Il est dit ailleurs dans le texte que le CDI est dorénavant la forme de contrat de travail de référence. Or, nonobstant cela, nous nous préparons, avec cet article 6, à créer un nouveau contrat de travail qui n’est ni le CDI ni le CDD, puisqu’il est moins qu’un CDD : il s’agit du fameux contrat de mission ou de projet, l’appellation ayant changé suivant les périodes. C’était une idée du MEDEF qui l’avait fait figurer dans ses propositions en 2002. Si mes souvenirs sont exacts, en 2004, Ernest-Antoine Seillières, au nom du MEDEF, avait salué la reprise du contrat de mission dans le rapport Virville commandé par François Fillon. Voilà pour l’historique.

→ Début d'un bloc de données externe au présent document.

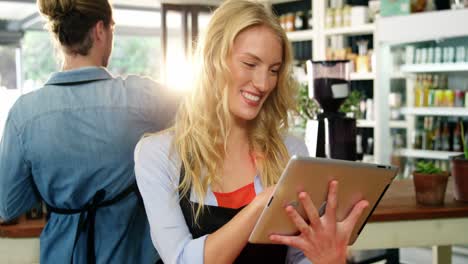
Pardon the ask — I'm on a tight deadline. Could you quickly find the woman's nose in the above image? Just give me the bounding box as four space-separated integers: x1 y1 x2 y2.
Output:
252 69 269 91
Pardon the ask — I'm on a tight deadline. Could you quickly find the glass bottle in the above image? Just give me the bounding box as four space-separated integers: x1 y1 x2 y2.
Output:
414 75 423 107
442 120 450 151
452 121 463 152
422 116 434 150
307 9 314 29
432 118 442 150
422 74 432 107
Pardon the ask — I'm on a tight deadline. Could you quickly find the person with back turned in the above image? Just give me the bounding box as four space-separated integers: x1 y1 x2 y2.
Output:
0 0 178 264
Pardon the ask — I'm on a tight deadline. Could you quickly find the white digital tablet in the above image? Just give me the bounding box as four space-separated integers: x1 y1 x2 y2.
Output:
249 156 398 245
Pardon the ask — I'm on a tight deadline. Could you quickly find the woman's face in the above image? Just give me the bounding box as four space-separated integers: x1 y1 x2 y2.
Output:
228 26 283 122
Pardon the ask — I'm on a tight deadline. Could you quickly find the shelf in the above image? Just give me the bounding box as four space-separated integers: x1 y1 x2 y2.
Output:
394 149 462 160
356 119 375 128
390 120 408 129
400 62 468 73
324 23 375 36
350 72 375 81
374 9 468 45
400 107 468 116
287 29 314 41
390 71 406 79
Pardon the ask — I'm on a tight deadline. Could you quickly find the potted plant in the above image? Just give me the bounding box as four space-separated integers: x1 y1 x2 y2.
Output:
413 161 449 205
451 122 468 202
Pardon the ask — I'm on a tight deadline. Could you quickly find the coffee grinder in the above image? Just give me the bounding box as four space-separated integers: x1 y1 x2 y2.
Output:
306 60 357 161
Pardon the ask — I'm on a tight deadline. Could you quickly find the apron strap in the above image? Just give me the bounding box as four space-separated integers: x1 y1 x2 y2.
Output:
47 182 142 264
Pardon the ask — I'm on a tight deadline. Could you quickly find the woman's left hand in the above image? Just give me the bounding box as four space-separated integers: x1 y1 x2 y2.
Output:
270 181 369 264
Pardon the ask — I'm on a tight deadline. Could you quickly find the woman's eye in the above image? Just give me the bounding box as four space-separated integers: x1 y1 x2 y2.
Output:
270 69 279 75
242 62 255 68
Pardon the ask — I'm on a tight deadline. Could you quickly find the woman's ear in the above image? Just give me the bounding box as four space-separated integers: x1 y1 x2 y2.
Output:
93 20 106 41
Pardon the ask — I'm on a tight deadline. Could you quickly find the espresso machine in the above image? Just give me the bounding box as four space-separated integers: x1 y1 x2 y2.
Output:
305 60 357 161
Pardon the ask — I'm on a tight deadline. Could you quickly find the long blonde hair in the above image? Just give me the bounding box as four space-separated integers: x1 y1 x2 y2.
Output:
174 0 297 218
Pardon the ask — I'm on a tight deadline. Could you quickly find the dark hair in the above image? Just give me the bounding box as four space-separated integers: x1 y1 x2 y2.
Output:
37 0 112 56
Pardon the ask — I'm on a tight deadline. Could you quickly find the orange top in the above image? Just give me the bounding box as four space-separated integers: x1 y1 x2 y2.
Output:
213 182 256 209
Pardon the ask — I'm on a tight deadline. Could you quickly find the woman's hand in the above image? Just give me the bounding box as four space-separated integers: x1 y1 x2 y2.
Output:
270 181 369 264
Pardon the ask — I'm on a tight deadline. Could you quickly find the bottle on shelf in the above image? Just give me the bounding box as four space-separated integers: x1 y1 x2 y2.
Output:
307 9 314 29
356 134 364 160
442 120 451 151
422 74 432 107
294 11 306 31
432 118 442 150
413 75 423 107
411 118 424 149
422 116 434 150
452 121 463 152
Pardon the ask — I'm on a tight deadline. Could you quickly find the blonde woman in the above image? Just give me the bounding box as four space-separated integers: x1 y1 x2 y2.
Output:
135 0 367 263
0 0 176 264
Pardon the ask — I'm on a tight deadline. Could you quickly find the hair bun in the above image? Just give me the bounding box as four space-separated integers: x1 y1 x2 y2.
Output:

Cet article vise à étendre aux cadres et aux ingénieurs, c'est-à-dire à 10 % de la population active, la possibilité de recours au CDD, alors qu’ils en étaient jusqu’à présent relativement protégés.
Ce CDD à objet défini est, en outre, plus précaire que le CDD actuel. Son terme est incertain – entre dix-huit et trente-six mois –, et l’employeur est le seul maître de la fixation de son terme. La durée maximale de ce CDD pourra en effet être de trente-six mois, alors que les CDD actuels ne peuvent pas excéder vingt-quatre mois.
Le CDD à objet défini pourra être rompu par l’employeur – et nous y revoilà ! – pour un simple motif réel et sérieux, alors qu’une faute grave est exigée pour pouvoir rompre un CDD normal. Autrement dit, ce contrat de travail, d’ailleurs plus proche de l’intermittence que du CDD, est caractérisé par un maximum de flexibilité.
Dans l’esprit du patronat, ce nouveau contrat avait clairement vocation à être étendu au-delà des cadres et des ingénieurs. D’ailleurs, on a entendu à cette tribune qu’il était proposé d’y soumettre l’ensemble des travailleurs, à l’instar de la suggestion de l’Association nationale des directeurs des ressources humaines, comme le rapporte le journal Les Echos du 10 avril dernier. C’est une logique d’individualisation des contrats par rapport à une tâche.
J’en arrive au cœur de l’affaire. Jusqu’à présent, dans la hiérarchie de la vulnérabilité, c’était à celui qui pouvait être le plus facilement remplacé que l’on donnait les contrats les plus précaires. Bref, il y avait entre la stabilité et l’instabilité, entre la précarité et la sécurité, une sorte d’échelle qui allait de l’emploi le moins qualifié vers l’emploi le plus qualifié.
Pour la première fois, on bouscule cet ordre en instituant pour les plus qualifiés, pour ceux qui sont en état de produire les prestations de plus haut niveau, exigeant la préparation la plus longue et le savoir incorporé le plus large, un contrat de mission, c'est-à-dire rien d’autre que le travail à la tâche, lequel n’existait jusqu’à présent que pour les emplois les moins qualifiés.
C’est une bien curieuse invention que ce contrat, car les entreprises peuvent avoir recours à une prestation de services en s’adressant à une autre entreprise ! Mais peut-être justement veut-on pousser les cadres et les prestataires de services des plus hauts niveaux de qualification à abandonner le statut de salarié d’une entreprise pour devenir travailleur indépendant ou entrepreneur individuel, puisque c’est vers ce type de rapports sociaux que tend désormais la société…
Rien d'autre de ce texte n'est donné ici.